Après de nombreux contrôles et éliminations mais aussi discussions avec le contrôleur aérien, les pilotes comprennent que c’est le faisceau glide tel qu’émis par l’antenne située à l’aéroport qui a un souci.

Ils reviennent atterrir en utilisant seulement le LOC et en faisant extrêmement attention à leur trajectoire.

Que s’est-il passé ?
Il faut revenir au fonctionnement de l’antenne du glide pour comprendre cet incident. Le glide émet une onde porteuse qui est un mélange à part égale d’une onde modulée à 150 Hz et d’une autre modulée à 90 Hz. A cela, viennent s’ajouter deux autre ondes :
– Une onde qui forme le lobe supérieur modulée à 90 Hz
– Une onde qui forme le lobe inférieur modulée à 150 Hz

Quand l’avion se trouve au dessus du plan de descente, le récepteur ILS capte un mélange d’ondes à dominante 90 Hz. Au contraire, quand l’avion est en dessous du plan de descente, c’est le 150 Hz qui est dominant.

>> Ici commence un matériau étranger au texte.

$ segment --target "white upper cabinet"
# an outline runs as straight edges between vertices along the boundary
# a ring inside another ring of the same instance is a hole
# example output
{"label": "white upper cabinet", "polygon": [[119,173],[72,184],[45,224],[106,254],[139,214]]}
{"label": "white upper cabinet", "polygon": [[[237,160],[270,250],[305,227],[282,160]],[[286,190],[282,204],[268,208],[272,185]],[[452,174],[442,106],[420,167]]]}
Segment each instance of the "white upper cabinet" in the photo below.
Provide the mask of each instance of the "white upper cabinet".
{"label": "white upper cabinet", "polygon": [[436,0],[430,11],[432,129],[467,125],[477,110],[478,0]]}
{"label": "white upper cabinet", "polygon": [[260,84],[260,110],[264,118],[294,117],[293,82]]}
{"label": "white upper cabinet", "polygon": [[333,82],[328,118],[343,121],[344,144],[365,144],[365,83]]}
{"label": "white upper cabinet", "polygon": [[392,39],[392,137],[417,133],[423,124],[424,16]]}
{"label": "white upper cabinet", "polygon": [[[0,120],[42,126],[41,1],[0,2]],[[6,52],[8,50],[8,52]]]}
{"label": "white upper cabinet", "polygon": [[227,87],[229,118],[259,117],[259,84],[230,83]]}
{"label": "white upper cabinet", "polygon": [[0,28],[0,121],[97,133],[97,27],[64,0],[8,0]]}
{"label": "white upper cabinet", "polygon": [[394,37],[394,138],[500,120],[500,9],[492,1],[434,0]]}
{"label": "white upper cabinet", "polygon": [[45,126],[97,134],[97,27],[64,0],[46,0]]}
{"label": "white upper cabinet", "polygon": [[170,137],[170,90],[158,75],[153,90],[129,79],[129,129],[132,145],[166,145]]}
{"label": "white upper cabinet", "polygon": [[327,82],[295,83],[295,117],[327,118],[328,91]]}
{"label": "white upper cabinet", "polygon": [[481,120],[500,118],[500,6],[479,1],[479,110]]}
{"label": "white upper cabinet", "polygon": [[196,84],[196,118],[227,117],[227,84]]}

Sur le plan de descente lui-même, la force des deux signaux est dominante. Ainsi, un récepteur ILS dès qu’il capte un mélange à part égale de 90 et de 150 Hz, il va afficher que l’avion est dans le plan de descente.

 

Fonctionnement ILS
ILS Normal avec distribution correcte des champs 150 et 90 Hz.
 

 

Fonctionnement ILS
Comme seule la porteuse est émise, on a un champ d’égalité 150 et 90 Hz partout. Donc l’instrument indique que le plan de descente est correct quelque soit le plan réel que suivera l’avion.
 

 

Sur l’aéroport d’Apia, l’ILS était en maintenance. Sur les Notams, ceci peut être indiqué par :
– NOT AVBL, ON TEST
– U/S
– OPR BUT CTN DUE NOT ATS MNT
– UNMONITORED STATUS

Ou d’autres phrases équivalentes. Les techniciens avaient coupé les faisceaux supérieur et inférieur. Demeurait seulement l’onde porteuse. Or, la porteuse d’un glide est faite de part égale de 90 et de 150 Hz. Résultat : dès qu’un récepteur ILS capte cette porteuse, il affiche que l’avion est sur le plan de descente. Peut importe où se trouve réellement l’avion.

Faits importants
Il est primordial de retenir certaines vérités au sujet de l’ILS
– L’identifiant Morse est émis par le LOC seulement. Donc le fait de capter un identifiant Morse correct, ne signifie pas que le glide est fonctionnel.
– Un glide incorrect n’est pas détecté par les pilotes automatiques ou le directeur de vol. Ceux-ci se comportent comme si le glide était valide.
– Dès que l’onde porteuse est reçue, le drapeau rouge disparait de l’indicateur ILS. On peut voler sur un glide invalide sans avoir de drapeau affiché au niveau des instruments.
– Le taux de descente sur un faux glide peut être tout à fait raisonnable.

 

Variomètre IVSI 767
Le variomètre indiquait un taux de descente
un peut élevé qui a été associé au vent de dos
 

 

– Un GPWS ne détecte pas l’approche du terrain dans ces circonstances parce que l’avion descend à un taux raisonnable, que le train d’atterrissage ainsi que les volets sont sortis.
– Un contrôle DME / Altitude à l’Outer Marker ne permet pas de déceler l’erreur. Il faut faire des contrôles réguliers tout le long de la trajectoire de descente.
– Le même problème existe avec le faisceau du LOC. Celui-ci peut être détecté par vérification croisée (cross check) avec un VOR situé sur le terrain.

 

ADF VOR RMI 767
Le RMI permet de détecter facilement un faux axe LOC.
 

 

FMC
Le FMC est souvent programmé pour tenir une navigation verticale et horizontale. Quand celui-ci arrive sur le point présomptif d’interception du glide, il opère un piqué forfaitaire de l’ordre de 0.5 G. Par la suite, il analyse le signal pour voir s’il y a un écart ou pas. La pente de descente est maintenue tant qu’il n’y a pas d’écart. Sur un cas où seule la porteuse est émise, le système va maintenir le premier taux de descente qui peut aboutir à plusieurs kilomètres avant la piste. S’il y a un obstacle sur le chemin (relief), c’est la catastrophe.

Performances humaines
Les pilotes font confiance aux instruments les plus précis. Par exemple, ils font plus confiance à un VOR qu’à un NDB. De la même manière, ils font plus confiance à un ILS qu’à un VOR. Donc si quelque chose semble anormal lors d’une approche, l’ILS est le dernier instrument qui sera remis en question.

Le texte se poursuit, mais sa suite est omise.